Quante volte, magari durante il pranzo della domenica, abbiamo notato nei nonni una insolita inappetenza? Una mancanza di appetito che forse mascherava la difficoltà di mangiare certi cibi e l’imbarazzo di confessarlo. Bisogna tenere presente che con l’avanzare dell’età sia la secrezione salivare, indispensabile per una buona masticazione e deglutizione, che le capacità manuali e della dentatura sono ridotte. Inoltre si verifica una riduzione dell’acutezza del gusto e dell’olfatto a causa di una diminuzione delle papille gustative. E ovviamente tutto ciò ha un notevole impatto sul gradimento dei cibi. Per questi motivi diventano particolarmente gradite le ricette ricche di sapore e di aromi (ma non di sale), dai colori vivaci, specialmente se sono attinte dalla tradizione regionale.

Piatti facili da mangiare

Tra i primi è meglio scegliere piatti come risotti, polente, minestre poco brodose e paste in formati che non siano troppo grossi e difficili da infilzare o da rigirare sulla forchetta. Anche la pizza può essere faticosa da tagliare e da masticare: proporla, quindi, solo se è molto morbida e friabile. Tra i secondi - se non siete vegetariani -  è meglio evitare carni che vanno disossate nel piatto – un operazione che richiede mani salde - come nel caso degli arrosti di pollo. Rinunciare anche a bistecche o carni stoppose, senza brodo, che hanno bisogno di una lunga masticazione. Meglio proporre gli spezzatini, ovvero piccoli pezzi di polpa, facili da tagliare e con un po’ di sughetto. Riguardo al pesce, è importante servirlo sempre ben pulito, perché le spine possono sfuggire a una vista non acuta: orientarsi  su tranci e filetti già pronti, controllandoli comunque prima di cucinarli.
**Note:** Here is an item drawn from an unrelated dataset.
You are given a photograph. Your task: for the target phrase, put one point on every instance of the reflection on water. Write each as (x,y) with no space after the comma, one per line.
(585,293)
Tra l’altro pesci quali sgombro, trota, aringa, sardina, tonno e salmone contengono delle varietà di acidi grassi omega-3 (l’Epa e il Dha) particolarmente consigliate nella terza età per mantenere in salute l’apparato cardiocircolatorio. Scegliendo le verdure, meglio evitare quelle più fibrose - che vanno masticate a lungo - come carciofi, radicchio rosso, carote e finocchi, proponendo semmai questi ultimi due cotti. Sono preferibili vegetali morbidi quali cavolfiori e cavolini di Bruxelles, zucca, funghi, patate. Insalate e verdure a foglia verde, andranno tagliate abbastanza finemente per renderle più masticabili. E la frutta? Meglio servirla già pulita e tagliata, a fette oppure in macedonia con limone. Insomma, il pasto deve essere un momento piacevole e non una prova di abilità per chi mangia.

Cibi sani = cibi antiage

Le regole dietetiche per gli anziani sono sostanzialmente quelle valide per tutte le età: seguire un’alimentazione sana e variata, basata sui carboidrati, (anche integrali), ricca di frutta e verdura (cinque porzioni al giorno), con un giusto apporto di proteine (carne, pesce, latticini, legumi, uova) e povera di grassi animali e zuccheri semplici. Una corretta alimentazione contribuisce a contrastare l’invecchiamento e a mantenere il cervello in forma. Le sostanze antiossidanti contenute per lo più in frutta e verdura, quali le vitamine A, C, E e i minerali selenio e zinco, contribuiscono a mantenere più a lungo l’efficienza delle cellule nervose e dell’organismo in generale. Al contrario è provato che carenze di vitamine del gruppo B  sono associate a disturbi cognitivi. Le trovate nei cereali integrali, semi oleosi, frutta (agrumi, kiwi, fragole), legumi, ortaggi (cavoli, radicchio, spinaci), e tra le fonti animali fegato, formaggi e uova.